19th century Egyptian military and political leader (1234 AH – 17 1300 AH)

'Amir al-Liwa' Ismail Pasha Abu Jabal (إسماعيل باشا أبو جبل) (1819-1818 / 1234 AH – 24 April 1883 / 17 Jumada al-Thani 1300 AH) was an Egyptian military and political leader who lived in the nineteenth century. He participated as a brigade commander in the Crimean War, which the Egyptian army fought alongside the armies of the Ottoman Empire, and then the wāli of Egypt, Sa'id Pasha, assigned him - on Muharram 15, 1272 AH, corresponding to September 27, 1855 AD - to lead the Egyptian armies in the Crimea after Ahmad Pasha al-Munkali was excused due to ill health.

== Upbringing ==
Ismail Haqqi bin Suleiman bin Bakir bin Ahmad was born in the year 1234 AH in the village of Muridi, in the state of Ma'amoura al-Aziz (Elazığ) in Anatolia, and his father was the Kaymakam of his village. His father sent him to Egypt in the year 1248 AH, where he joined the Darsakhana School in the Citadel, where he mastered the Turkish and Persian languages speaking and writing. Then he moved to the military schools in Bujaq al-Nakhila (in Khanka).

== Military career ==
On 4 Safar 1250 AH, he was attached to the 21st Infantry Alai (regiment) (21st Ji Alai Bayada) with the position of Barinji Alamdar, then he was promoted to the rank of first lieutenant in Barinji Orta (battalion) 8 J Block, and was soon promoted to the rank of Yuzbashi Baranji Orta Barinji Block on 6 Dhu al-Qadah. Then he traveled within the forces of Ibrahim Pasha to fight the Wahhabis, and there he was promoted to the rank of Barinji Saghul Aghasi, then he was promoted to the rank of 2nd G Bekbashi after he proved his worth in the battle of Jabal al-Diriyah, then he was promoted to the rank of Barinji Bekbashi (which is equivalent to the rank of Kaymakam) and was appointed commander of a group of soldiers that fought a decisive battle in which Ismail Pasha performed well.

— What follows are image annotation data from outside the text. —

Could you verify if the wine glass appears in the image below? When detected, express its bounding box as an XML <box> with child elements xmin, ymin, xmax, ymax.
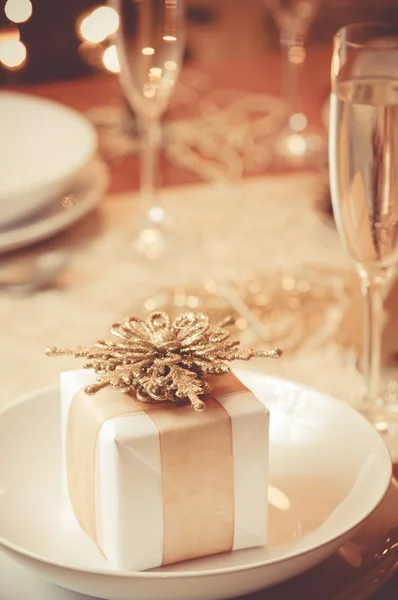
<box><xmin>264</xmin><ymin>0</ymin><xmax>326</xmax><ymax>166</ymax></box>
<box><xmin>329</xmin><ymin>23</ymin><xmax>398</xmax><ymax>442</ymax></box>
<box><xmin>113</xmin><ymin>0</ymin><xmax>184</xmax><ymax>259</ymax></box>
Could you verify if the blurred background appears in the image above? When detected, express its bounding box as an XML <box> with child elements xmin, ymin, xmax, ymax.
<box><xmin>0</xmin><ymin>0</ymin><xmax>398</xmax><ymax>86</ymax></box>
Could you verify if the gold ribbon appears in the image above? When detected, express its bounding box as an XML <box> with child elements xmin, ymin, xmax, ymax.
<box><xmin>66</xmin><ymin>373</ymin><xmax>246</xmax><ymax>565</ymax></box>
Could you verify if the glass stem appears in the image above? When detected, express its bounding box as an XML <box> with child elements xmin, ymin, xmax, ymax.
<box><xmin>362</xmin><ymin>279</ymin><xmax>383</xmax><ymax>408</ymax></box>
<box><xmin>141</xmin><ymin>119</ymin><xmax>162</xmax><ymax>221</ymax></box>
<box><xmin>280</xmin><ymin>29</ymin><xmax>305</xmax><ymax>127</ymax></box>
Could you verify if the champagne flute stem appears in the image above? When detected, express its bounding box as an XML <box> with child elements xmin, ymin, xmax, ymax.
<box><xmin>141</xmin><ymin>119</ymin><xmax>162</xmax><ymax>221</ymax></box>
<box><xmin>362</xmin><ymin>280</ymin><xmax>383</xmax><ymax>409</ymax></box>
<box><xmin>280</xmin><ymin>29</ymin><xmax>305</xmax><ymax>129</ymax></box>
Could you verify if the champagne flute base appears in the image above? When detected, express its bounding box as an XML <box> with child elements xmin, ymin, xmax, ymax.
<box><xmin>275</xmin><ymin>127</ymin><xmax>327</xmax><ymax>168</ymax></box>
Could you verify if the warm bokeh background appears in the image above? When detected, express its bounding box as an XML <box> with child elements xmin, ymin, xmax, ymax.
<box><xmin>0</xmin><ymin>0</ymin><xmax>398</xmax><ymax>85</ymax></box>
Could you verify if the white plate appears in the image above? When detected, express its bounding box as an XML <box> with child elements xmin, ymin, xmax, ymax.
<box><xmin>0</xmin><ymin>159</ymin><xmax>109</xmax><ymax>253</ymax></box>
<box><xmin>0</xmin><ymin>372</ymin><xmax>391</xmax><ymax>600</ymax></box>
<box><xmin>0</xmin><ymin>92</ymin><xmax>98</xmax><ymax>227</ymax></box>
<box><xmin>0</xmin><ymin>480</ymin><xmax>398</xmax><ymax>600</ymax></box>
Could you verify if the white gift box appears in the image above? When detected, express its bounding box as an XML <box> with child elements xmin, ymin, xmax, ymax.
<box><xmin>61</xmin><ymin>369</ymin><xmax>269</xmax><ymax>571</ymax></box>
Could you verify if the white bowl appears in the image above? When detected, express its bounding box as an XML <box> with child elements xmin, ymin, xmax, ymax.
<box><xmin>0</xmin><ymin>371</ymin><xmax>391</xmax><ymax>600</ymax></box>
<box><xmin>0</xmin><ymin>92</ymin><xmax>98</xmax><ymax>228</ymax></box>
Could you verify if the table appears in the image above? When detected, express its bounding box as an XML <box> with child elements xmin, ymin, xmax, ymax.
<box><xmin>0</xmin><ymin>47</ymin><xmax>398</xmax><ymax>600</ymax></box>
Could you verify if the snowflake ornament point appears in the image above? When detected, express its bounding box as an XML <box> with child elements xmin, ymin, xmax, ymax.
<box><xmin>45</xmin><ymin>311</ymin><xmax>282</xmax><ymax>411</ymax></box>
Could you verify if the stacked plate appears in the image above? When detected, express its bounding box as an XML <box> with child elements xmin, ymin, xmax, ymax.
<box><xmin>0</xmin><ymin>92</ymin><xmax>107</xmax><ymax>252</ymax></box>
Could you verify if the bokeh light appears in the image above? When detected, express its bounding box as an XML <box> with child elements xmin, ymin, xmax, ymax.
<box><xmin>78</xmin><ymin>6</ymin><xmax>119</xmax><ymax>44</ymax></box>
<box><xmin>4</xmin><ymin>0</ymin><xmax>33</xmax><ymax>23</ymax></box>
<box><xmin>0</xmin><ymin>40</ymin><xmax>27</xmax><ymax>69</ymax></box>
<box><xmin>102</xmin><ymin>45</ymin><xmax>120</xmax><ymax>73</ymax></box>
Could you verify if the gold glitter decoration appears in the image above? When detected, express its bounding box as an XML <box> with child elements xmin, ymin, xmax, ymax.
<box><xmin>46</xmin><ymin>312</ymin><xmax>282</xmax><ymax>410</ymax></box>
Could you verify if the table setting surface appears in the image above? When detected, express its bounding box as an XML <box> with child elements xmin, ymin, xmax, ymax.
<box><xmin>0</xmin><ymin>25</ymin><xmax>398</xmax><ymax>600</ymax></box>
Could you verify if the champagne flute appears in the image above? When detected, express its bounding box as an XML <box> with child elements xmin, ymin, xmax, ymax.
<box><xmin>265</xmin><ymin>0</ymin><xmax>325</xmax><ymax>166</ymax></box>
<box><xmin>113</xmin><ymin>0</ymin><xmax>184</xmax><ymax>259</ymax></box>
<box><xmin>329</xmin><ymin>23</ymin><xmax>398</xmax><ymax>442</ymax></box>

After Ismail Pasha returned from Hejaz with the Egyptian expedition, he was granted the rank of Amiralai, and on the seventh of Jumada al-Thani in the year 1266 AH, he was promoted to the rank of Major General, and was entrusted with the command of Alai 3G and Alai 4G Bayada (infantry), then he was appointed Director of the General Directorates of Qena and Esna, then Hakmdar (governor) of Sudan and a commander of its soldiers, then he returned to Egypt and was appointed general of Beringi Alai and 4G Alai Bayada.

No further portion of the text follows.